Research to be presented at the Annual Meeting of the Society for the Study of Ingestive Behavior (SSIB), the foremost society for research into all aspects of eating and drinking behavior, suggests that exposure to stress in the first few days of life increases stress responses, anxiety and the consumption of palatable "comfort" foods in adulthood.
"Comfort foods" have been defined as the foods eaten in response to emotional stress, and are suggested to contribute to the obesity epidemic. Hormonal responses to chronic stress in adulthood seem to play a role in the increased preference for this type of food, especially in women.
In this study, we aimed at verifying if an exposure to stress very early during development could also lead to increased consumption of comfort food in adult life, and if increased anxiety and stress responses were persistently affected by early adversity. Litters of rats were subjected to a protocol of reduced nesting material (Early-Life Stress) or standard care (Controls), in the first days of life. In adulthood, behavioral anxiety and stress reaction were measured. Preference for comfort food was measured over four days in a computerized system, in which the mean intake over approximately every second is calculated by a peripheral computer (BioDaq, Research Diets-).

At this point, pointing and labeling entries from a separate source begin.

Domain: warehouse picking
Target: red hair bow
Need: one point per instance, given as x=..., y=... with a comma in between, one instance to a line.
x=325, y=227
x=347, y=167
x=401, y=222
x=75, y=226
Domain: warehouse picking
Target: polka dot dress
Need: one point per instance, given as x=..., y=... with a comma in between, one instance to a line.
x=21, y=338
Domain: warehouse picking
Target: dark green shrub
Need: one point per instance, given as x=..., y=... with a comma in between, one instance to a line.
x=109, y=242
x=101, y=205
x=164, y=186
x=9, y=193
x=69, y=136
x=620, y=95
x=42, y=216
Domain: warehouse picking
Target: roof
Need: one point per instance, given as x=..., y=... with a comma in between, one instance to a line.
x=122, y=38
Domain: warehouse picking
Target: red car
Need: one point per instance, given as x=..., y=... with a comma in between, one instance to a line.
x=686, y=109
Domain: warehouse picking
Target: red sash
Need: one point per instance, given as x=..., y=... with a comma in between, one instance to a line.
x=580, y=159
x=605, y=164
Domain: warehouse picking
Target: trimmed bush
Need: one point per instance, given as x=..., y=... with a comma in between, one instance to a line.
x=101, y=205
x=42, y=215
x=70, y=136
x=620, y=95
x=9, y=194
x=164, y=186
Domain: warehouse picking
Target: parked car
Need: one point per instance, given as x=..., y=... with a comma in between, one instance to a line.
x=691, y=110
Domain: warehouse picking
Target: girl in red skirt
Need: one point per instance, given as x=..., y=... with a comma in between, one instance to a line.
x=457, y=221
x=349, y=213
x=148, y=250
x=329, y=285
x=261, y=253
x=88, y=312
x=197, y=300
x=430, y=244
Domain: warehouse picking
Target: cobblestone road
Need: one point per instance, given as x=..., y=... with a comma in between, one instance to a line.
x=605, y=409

Early-Life Stress increased adulthood anxiety, increased the hormonal response to stress (corticosterone) and increased the preference for comfort foods, even after a period of chronic exposure to this type of food.

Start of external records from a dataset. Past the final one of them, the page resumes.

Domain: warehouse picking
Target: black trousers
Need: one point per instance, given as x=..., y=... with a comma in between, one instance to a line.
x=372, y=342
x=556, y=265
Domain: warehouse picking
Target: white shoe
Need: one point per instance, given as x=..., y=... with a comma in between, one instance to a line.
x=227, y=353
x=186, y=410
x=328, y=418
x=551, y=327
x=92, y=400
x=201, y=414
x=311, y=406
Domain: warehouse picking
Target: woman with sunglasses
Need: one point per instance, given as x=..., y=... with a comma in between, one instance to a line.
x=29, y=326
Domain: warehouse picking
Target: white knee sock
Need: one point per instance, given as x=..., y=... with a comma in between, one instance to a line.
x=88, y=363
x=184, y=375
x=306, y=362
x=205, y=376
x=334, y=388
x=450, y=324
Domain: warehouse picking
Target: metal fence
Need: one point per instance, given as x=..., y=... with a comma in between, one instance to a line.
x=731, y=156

"To our knowledge, this is the first study to demonstrate that comfort food preference could be enhanced by such an early stress exposure", says lead researcher Tania Machado. The anxiety and altered food preferences seen in these rats exposed to neonatal adversity can be related to the described changes in the hormonal response to stress. Therefore, in neonatally stressed rats, a greater consumption of "comfort foods" is possibly used as a way to alleviate anxiety symptoms (self-medication). Future studies in this area may have implications for primary care on childhood nutrition in vulnerable populations (e.g. low birth weight or children with a history of neonatal adversities).